André Foucher, comme flambeau, le grognard...
Sept participations aux championnats du monde, en cyclo-cross et sur route, puis un article d’Antoine Blondin firent sa légende ; une exceptionnelle longévité fit le reste. Portrait du Mayennais André Foucher, le paysan cycliste, brave parmi les braves…
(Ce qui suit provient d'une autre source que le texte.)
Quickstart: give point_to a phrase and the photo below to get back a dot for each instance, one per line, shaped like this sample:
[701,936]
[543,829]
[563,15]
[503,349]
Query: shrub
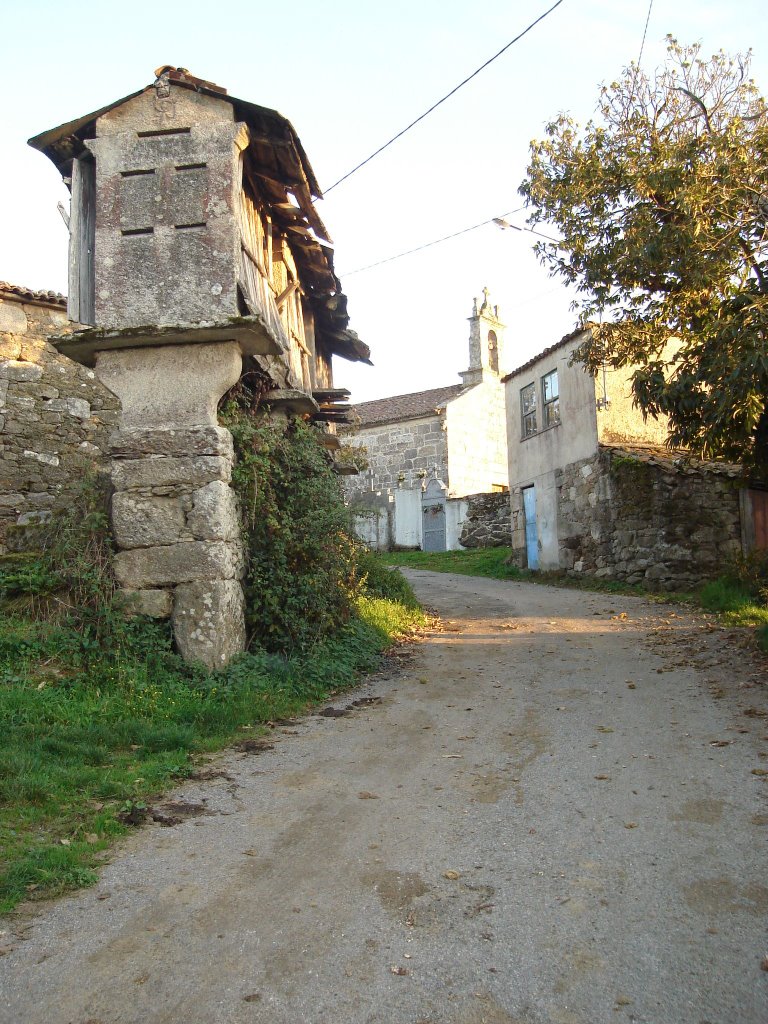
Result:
[300,578]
Une figure de légende... Oui ! voilà quel homme demeure André Foucher, champion cycliste né à Cuillé, en Mayenne, le 2 octobre 1933, et le seul à pouvoir conter cette incroyable histoire : lui, seize ans, battu au sprint par son frère Francis dans une course du dimanche, à Marigné-Peuton — et lui, toujours, mais exactement cinquante années plus tard, qui se dégage sur le circuit de Marigné-Peuton pour terminer deuxième encore, devant cent quatre-vingt-dix adversaires ! Un exploit, bien sûr, — le millième — pour solder en 1999 une carrière absolument impayable. Imagine-t-on qu’il avait disputé sa première compétition à Gastine, en août 1948 ! Puis, quittant le maillot du Vélo Club de Craon, il s’était engagé sous les couleurs du Cyclo Club Rennais, devenant champion de France des indépendants en 1958. « Mon meilleur souvenir », répéterait-il souvent, de micro en micro[1]. Parce qu’André Foucher, déjà, s’était fait une réputation de routier solide et entreprenant, qui compensait son manque de vitesse par une santé phénoménale. Et quand on lui demandait son secret, le bonhomme à la chevelure plantée drue montrait ses grosses mains de paysan. « Je travaille. J’ai ma ferme ! »[2] Façon pour lui d’expliquer que le cyclisme n’était pas un métier ; plutôt une récréation virile et une manière louable d’arrondir ses fins de mois. Il n’oubliait jamais qu’à douze ans, juste avant de partir à l’école, il curait l’étable familiale, puis, un morceau de pain dans la poche, marchait jusqu’au village, distant de quatre kilomètres. De cette vie simple et ordinaire, il avait tiré beaucoup de force, beaucoup de sagesse — la même qu’on lirait bientôt dans les yeux de Raymond Poulidor... D’ailleurs, de course en course, les deux athlètes avaient appris à se connaitre, Poulidor s’affirmant en Auvergne, tandis que l’increvable Foucher passait indistinctement du cyclo-cross aux grands cols. C’est ainsi qu’en mai 1960, il se décida à troquer sa licence d’indépendant contre une licence professionnelle. Non pas qu’il voulût courir davantage, mais Paul Le Drogo, directeur sportif de l’équipe Ouest-Sud-Ouest, lui avait promis une place sur le Tour de France. Notre fermier avait fait ses comptes : un bout de contrat, complété d’une bonne moisson : la chose serait appréciable. Il signa en souriant.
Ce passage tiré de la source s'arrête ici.